Dusseldorf, Munich As Tim Cook in 2009 Apple (initially temporary) took over the business, he described his principles in an interview with analysts. He talked about innovation, simplicity – and the supply chain. “We believe that we need to own and control the key technologies behind the products we make,” said the logistics specialist.
This policy can be tasted something Apple: The electronics company buys for a billion dollars, the business of smartphone modems of Intelincluding 2200 employees, equipment and patents. With this he secures an important technology for the 5G era. But it will take a few years until it is ready for use.
The deal is not a big surprise. In April, Apple ended a long-standing lawsuit Qualcomm and agreed a license deal with the chipmaker. The iPhone manufacturer can use the radio technology for several years, also for the new mobile radio standard 5G.
As a result, Intel saw its own chances of losing the sole customer Apple permanently in the business – and announced to close the division. Since the group from Cupertino invested heavily in the development of its own components, he was immediately considered a prospective customer.
“Apple is pleased to see so many excellent engineers joining our growing mobile technologies team,” said Johnny Srouji, managing director. They would help “drive our development for future products and enable Apple to continue to differentiate in the future.”
With the purchase Apple holds according to own data more than 17,000 patents on mobile technologies. These range from protocols for cellular standards to modem architecture. This should help the Group to avoid new patent disputes with Qualcomm and other companies.

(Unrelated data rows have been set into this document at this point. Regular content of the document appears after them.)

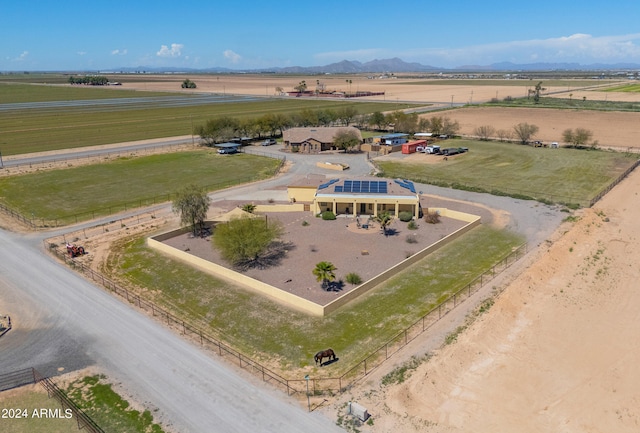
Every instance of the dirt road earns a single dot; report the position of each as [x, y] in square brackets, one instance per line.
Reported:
[193, 391]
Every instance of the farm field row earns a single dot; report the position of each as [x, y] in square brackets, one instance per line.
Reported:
[561, 175]
[37, 130]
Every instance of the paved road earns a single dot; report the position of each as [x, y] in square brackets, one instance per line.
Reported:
[64, 322]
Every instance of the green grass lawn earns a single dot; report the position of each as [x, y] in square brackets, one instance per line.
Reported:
[102, 189]
[264, 329]
[95, 396]
[34, 398]
[561, 175]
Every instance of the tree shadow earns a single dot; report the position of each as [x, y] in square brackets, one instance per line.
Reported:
[391, 232]
[273, 256]
[335, 286]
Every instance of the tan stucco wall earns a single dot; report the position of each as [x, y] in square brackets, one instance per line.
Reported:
[301, 193]
[297, 302]
[382, 277]
[274, 293]
[295, 207]
[332, 166]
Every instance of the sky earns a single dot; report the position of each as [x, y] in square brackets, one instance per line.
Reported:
[45, 35]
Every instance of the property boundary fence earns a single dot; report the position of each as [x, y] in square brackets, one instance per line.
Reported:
[30, 376]
[292, 386]
[36, 222]
[620, 178]
[5, 325]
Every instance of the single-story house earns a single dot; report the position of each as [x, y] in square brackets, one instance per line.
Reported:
[314, 140]
[357, 197]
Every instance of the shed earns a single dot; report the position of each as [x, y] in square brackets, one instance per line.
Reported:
[412, 146]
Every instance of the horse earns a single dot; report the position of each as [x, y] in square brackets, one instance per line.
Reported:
[329, 353]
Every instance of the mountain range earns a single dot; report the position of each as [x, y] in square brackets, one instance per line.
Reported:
[398, 65]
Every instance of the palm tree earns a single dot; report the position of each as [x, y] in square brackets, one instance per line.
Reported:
[324, 272]
[384, 219]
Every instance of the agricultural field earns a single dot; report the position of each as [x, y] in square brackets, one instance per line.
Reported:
[285, 338]
[563, 175]
[88, 191]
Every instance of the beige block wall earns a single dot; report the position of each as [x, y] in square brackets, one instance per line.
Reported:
[297, 302]
[332, 166]
[268, 290]
[296, 207]
[473, 220]
[301, 193]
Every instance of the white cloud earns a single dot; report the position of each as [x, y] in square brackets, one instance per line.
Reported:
[577, 48]
[22, 57]
[174, 51]
[231, 56]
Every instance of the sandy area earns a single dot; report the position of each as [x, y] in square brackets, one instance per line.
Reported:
[610, 129]
[558, 351]
[351, 249]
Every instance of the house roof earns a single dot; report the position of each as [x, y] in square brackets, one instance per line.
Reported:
[322, 134]
[367, 186]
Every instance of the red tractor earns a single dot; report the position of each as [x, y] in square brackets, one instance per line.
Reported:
[75, 250]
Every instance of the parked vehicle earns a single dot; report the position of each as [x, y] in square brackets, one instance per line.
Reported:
[227, 150]
[431, 149]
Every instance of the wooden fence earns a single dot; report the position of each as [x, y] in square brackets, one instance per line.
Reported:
[292, 386]
[5, 325]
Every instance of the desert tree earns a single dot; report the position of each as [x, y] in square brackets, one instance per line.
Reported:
[525, 132]
[536, 92]
[504, 134]
[301, 87]
[192, 204]
[249, 242]
[485, 132]
[579, 137]
[218, 130]
[384, 218]
[324, 271]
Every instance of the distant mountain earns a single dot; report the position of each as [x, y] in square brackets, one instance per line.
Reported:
[394, 65]
[508, 66]
[356, 67]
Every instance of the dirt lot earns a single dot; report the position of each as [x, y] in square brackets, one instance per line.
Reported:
[349, 248]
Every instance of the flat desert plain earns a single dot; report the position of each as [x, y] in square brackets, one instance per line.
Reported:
[559, 350]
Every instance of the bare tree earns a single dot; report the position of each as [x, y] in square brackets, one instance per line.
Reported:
[485, 132]
[192, 204]
[525, 132]
[504, 134]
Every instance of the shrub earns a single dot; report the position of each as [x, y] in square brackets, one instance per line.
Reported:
[432, 217]
[405, 216]
[353, 278]
[328, 215]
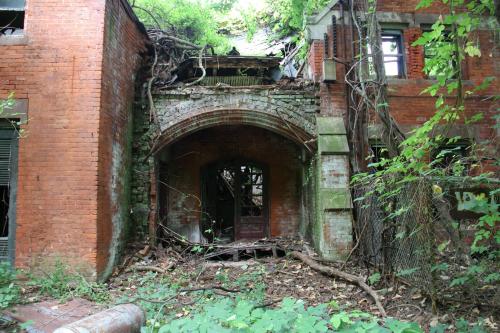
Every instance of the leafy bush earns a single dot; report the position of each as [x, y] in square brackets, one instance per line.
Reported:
[9, 291]
[227, 315]
[62, 285]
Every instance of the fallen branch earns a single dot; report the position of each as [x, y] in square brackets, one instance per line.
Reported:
[147, 269]
[333, 272]
[180, 291]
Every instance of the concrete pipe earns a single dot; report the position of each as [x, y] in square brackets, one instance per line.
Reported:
[125, 318]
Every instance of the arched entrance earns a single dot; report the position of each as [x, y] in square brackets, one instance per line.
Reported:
[235, 200]
[232, 182]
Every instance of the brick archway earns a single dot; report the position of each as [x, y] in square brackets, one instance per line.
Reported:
[212, 118]
[290, 113]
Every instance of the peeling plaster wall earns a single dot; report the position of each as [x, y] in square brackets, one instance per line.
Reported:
[123, 43]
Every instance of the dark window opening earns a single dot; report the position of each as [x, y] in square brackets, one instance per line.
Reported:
[234, 202]
[12, 17]
[4, 210]
[392, 48]
[224, 207]
[251, 191]
[8, 171]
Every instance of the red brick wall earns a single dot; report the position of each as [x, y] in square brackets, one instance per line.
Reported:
[408, 106]
[59, 69]
[188, 156]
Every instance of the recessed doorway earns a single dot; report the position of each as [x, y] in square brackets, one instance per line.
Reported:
[235, 203]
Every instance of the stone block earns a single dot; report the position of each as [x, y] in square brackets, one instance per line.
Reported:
[330, 125]
[333, 144]
[334, 171]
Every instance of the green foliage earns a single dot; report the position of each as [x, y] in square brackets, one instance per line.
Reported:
[62, 285]
[451, 41]
[189, 19]
[9, 291]
[292, 315]
[288, 16]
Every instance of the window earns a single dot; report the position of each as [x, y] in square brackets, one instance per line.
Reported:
[378, 152]
[12, 17]
[8, 176]
[392, 48]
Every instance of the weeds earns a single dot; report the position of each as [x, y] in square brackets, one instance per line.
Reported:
[9, 290]
[62, 285]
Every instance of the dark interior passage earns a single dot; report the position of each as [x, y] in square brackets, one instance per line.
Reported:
[236, 182]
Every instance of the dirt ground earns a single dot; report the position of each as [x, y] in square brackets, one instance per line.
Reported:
[149, 277]
[281, 277]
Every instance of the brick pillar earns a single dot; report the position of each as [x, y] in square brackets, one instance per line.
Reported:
[332, 231]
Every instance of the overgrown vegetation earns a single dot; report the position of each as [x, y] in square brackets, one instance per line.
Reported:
[213, 22]
[411, 187]
[9, 290]
[59, 283]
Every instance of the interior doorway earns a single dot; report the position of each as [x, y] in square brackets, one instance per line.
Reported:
[235, 201]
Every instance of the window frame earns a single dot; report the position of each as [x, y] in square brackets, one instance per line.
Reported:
[21, 8]
[397, 35]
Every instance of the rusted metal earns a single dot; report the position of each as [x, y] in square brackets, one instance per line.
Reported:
[125, 318]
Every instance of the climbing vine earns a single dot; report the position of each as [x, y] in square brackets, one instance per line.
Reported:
[410, 187]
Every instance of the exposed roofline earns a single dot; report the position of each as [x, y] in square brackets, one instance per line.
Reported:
[134, 18]
[314, 19]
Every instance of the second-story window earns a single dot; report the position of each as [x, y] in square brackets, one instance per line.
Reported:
[393, 50]
[435, 52]
[12, 17]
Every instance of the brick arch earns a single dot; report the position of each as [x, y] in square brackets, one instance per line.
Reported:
[202, 119]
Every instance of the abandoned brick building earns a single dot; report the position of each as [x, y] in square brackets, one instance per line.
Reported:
[238, 156]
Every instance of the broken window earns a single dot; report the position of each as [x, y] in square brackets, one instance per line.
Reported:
[392, 48]
[378, 153]
[251, 191]
[12, 17]
[8, 171]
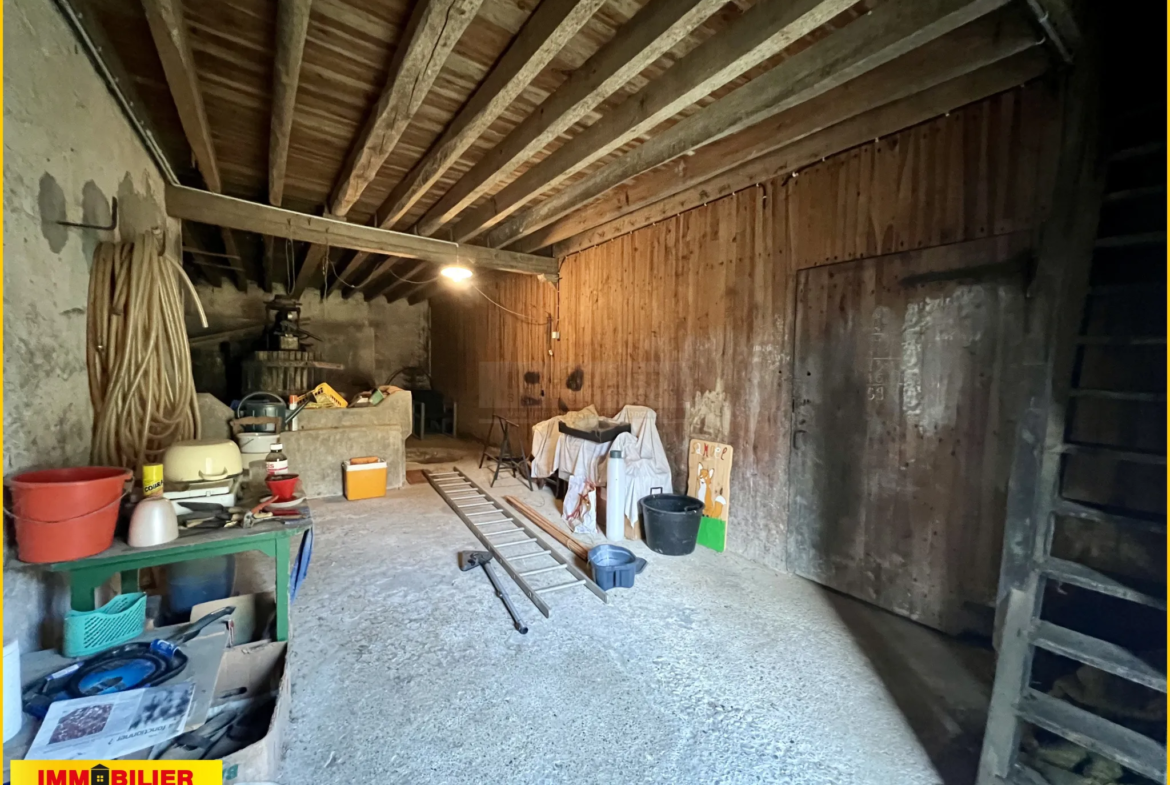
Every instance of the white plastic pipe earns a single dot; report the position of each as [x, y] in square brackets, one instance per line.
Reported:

Apple has been investing in proprietary chips for years, from processors for mobile devices to graphics processing to a specialty component that connects the Apple Watch to the Internet. Thanks to the integration to silicon, hardware and software can be “uniquely matched,” Srouji once said.
This is noticeable on the one hand in the performance, on the other hand in functions. For example, face recognition in the iPhone X and subsequent models uses Artificial Intelligence to identify the person in front of the camera. The processor can execute the algorithms directly on the device without connection to the Internet.
The 5G mobile communications standard is considered a key component for future smartphones – enabling significantly higher speeds and new applications. Therefore, Apple has for some time ambitions to detect mobile modems to develop. The iPhone manufacturer has opened an office in San Diego near Qualcomm headquarters and recruits employees.
However, the development is tedious and expensive. Different to Samsung and Huawei, who are also developing network technology in addition to smartphones, the group from Cupertino has so far had no experience with the new standard. In addition, a manufacturer must have his equipment certified for the networks.
Until Apple can incorporate their own 5G modems in iPhones and iPads, should therefore pass some time. Because even with the know-how of Intel, Apple could hardly develop any products in the next three to five years, which would have a chance to compete with Qualcomm, said the analyst Patrick Moorhead of Moor Insights & Strategy.
In addition, further acquisitions may be necessary to master the complex 5G technology, explains the analysis house CCS Insights. As possible candidates it looks at Qorvo and Skyworks. Both companies already supply Apple.
The end of an experiment
For Intel, the sale means the end of an experiment. Silicon Valley's chipmaker has built a lot of new business in recent years, also for fear of the demise of the PC. With processors for network computers, he had long been a resounding success, but on smartphones, he could never really get a foothold.
The hopes were great when Intel 2010, the mobile sector of the Munich competitor Infineon bought for well over a billion euros. Although the Group already had chips for mobile devices on offer, there was a gap in the processors that directly control the network connection of smartphones, for example, which closed the Infineon division.
Intel Vice President Anand Chandrasekher said on purchase that Infineon has not only the technology, but also good customers. One of them was Apple back then. After the takeover, they wanted to significantly expand the business through investment. The plan never went up.
Intel is now giving up a large office in Munich with the sale. The US company sits next door to Infineon on the campus of the Dax Group in the south of the city. Instead of the blue Intel logo, the white apple will soon be there.
More: AI is Booming the Chip Industry – New applications are creating tremendous opportunities for semiconductor manufacturers. However, PwC warns in a new study that Europe is not well enough prepared for this.